18 July 2016 14:31:26 IST

SoftBank's $32-b ARM bet gives investors a shock

SoftBank Group CEO Masayoshi Son speaks at a news conference in London on Monday. (Reuters)

This deal dashes any hope that SoftBank might reduce net debt which reached $54 billion in March

Masayoshi Son's "crazy ideas” are alive and well. The conglomerate led by the Japanese tech tycoon is buying UK chip designer ARM Holdings in an all-cash deal worth $32.2 billion, according to multiple reports. It is an expensive bet on Son's vision of a future where everything is connected and computerized - the so-called “Internet of Things”. For investors who thought the Japanese conglomerate was focusing on paying down debt, it is a painful jolt.

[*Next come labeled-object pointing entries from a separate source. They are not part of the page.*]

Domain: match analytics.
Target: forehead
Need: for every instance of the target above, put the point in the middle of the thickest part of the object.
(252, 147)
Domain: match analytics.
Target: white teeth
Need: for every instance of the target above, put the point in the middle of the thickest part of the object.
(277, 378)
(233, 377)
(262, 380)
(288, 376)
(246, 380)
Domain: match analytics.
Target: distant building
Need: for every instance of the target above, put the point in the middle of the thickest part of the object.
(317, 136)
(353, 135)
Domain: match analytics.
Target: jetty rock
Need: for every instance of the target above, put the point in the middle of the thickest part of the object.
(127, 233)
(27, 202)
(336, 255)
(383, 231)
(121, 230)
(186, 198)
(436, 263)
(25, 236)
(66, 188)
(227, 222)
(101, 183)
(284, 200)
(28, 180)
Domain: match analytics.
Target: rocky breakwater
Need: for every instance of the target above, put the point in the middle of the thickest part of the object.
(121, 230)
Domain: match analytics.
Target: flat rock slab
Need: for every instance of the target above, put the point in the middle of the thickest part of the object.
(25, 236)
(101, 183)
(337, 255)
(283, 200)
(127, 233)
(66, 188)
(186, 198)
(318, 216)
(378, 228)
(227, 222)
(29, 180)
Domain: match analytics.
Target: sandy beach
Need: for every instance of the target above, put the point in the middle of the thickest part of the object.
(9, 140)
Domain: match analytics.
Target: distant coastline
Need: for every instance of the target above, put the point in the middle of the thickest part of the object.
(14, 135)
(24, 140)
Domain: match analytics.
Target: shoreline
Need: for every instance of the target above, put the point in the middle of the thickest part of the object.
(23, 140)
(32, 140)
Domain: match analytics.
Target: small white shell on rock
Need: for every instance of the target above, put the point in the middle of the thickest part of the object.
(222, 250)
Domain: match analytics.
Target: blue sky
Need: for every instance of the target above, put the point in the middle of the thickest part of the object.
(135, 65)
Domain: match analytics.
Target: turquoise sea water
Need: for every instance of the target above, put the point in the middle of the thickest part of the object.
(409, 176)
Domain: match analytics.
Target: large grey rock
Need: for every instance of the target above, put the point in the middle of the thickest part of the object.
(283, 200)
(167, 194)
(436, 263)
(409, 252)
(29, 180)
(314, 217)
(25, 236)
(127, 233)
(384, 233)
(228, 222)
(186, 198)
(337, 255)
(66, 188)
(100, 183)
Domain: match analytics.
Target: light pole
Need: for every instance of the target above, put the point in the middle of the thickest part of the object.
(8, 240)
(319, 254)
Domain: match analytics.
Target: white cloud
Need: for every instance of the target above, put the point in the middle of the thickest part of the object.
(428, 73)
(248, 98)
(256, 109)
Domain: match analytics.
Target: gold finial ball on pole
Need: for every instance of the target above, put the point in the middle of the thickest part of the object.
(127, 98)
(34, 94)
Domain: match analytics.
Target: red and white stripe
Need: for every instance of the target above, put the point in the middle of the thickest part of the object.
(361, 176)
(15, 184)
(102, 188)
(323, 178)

In recent months SoftBank has sold $10 billion of stock in Chinese e-commerce giant Alibaba and raised $7.3 billion by selling “Clash of Clans” maker Supercell. Buying the British tech group that supplies almost all the blueprints for chips used in smartphones will suck up all of those proceeds, and more. The deal dashes any hope that SoftBank might reduce net debt which reached $54 billion at the end of March - almost four times the company's EBITDA - not including its struggling U.S. telecoms subsidiary Sprint.

Son is adding chips to the Japanese group's already sprawling portfolio at a time when the semiconductor industry is changing quickly. Though smartphones account for the bulk of ARM's royalty revenues, growth of handset sales has peaked. The British company is now investing in new business lines which embed communications technology in everything from fridges to watches to tractors. ARM reckons these connected devices could generate as much revenue as mobile phones by 2020.

ARM's diversification remains a work in progress, however. The company has also warned that macroeconomic uncertainty could hurt consumer and enterprise spending this year. That makes the offer price of 17 pounds per share - a 43 per cent premium on Friday's closing price and a multiple of 48 times next's year earnings - look a bit rich.

An unpredictable chairman is another reason to insist on a big discount for the Japanese group, which only last month abruptly parted ways with heir apparent Nikesh Arora, the former Google executive. At the time Son said he wanted to stick around for at least another five years and “work on a few more crazy ideas". Investors were warned.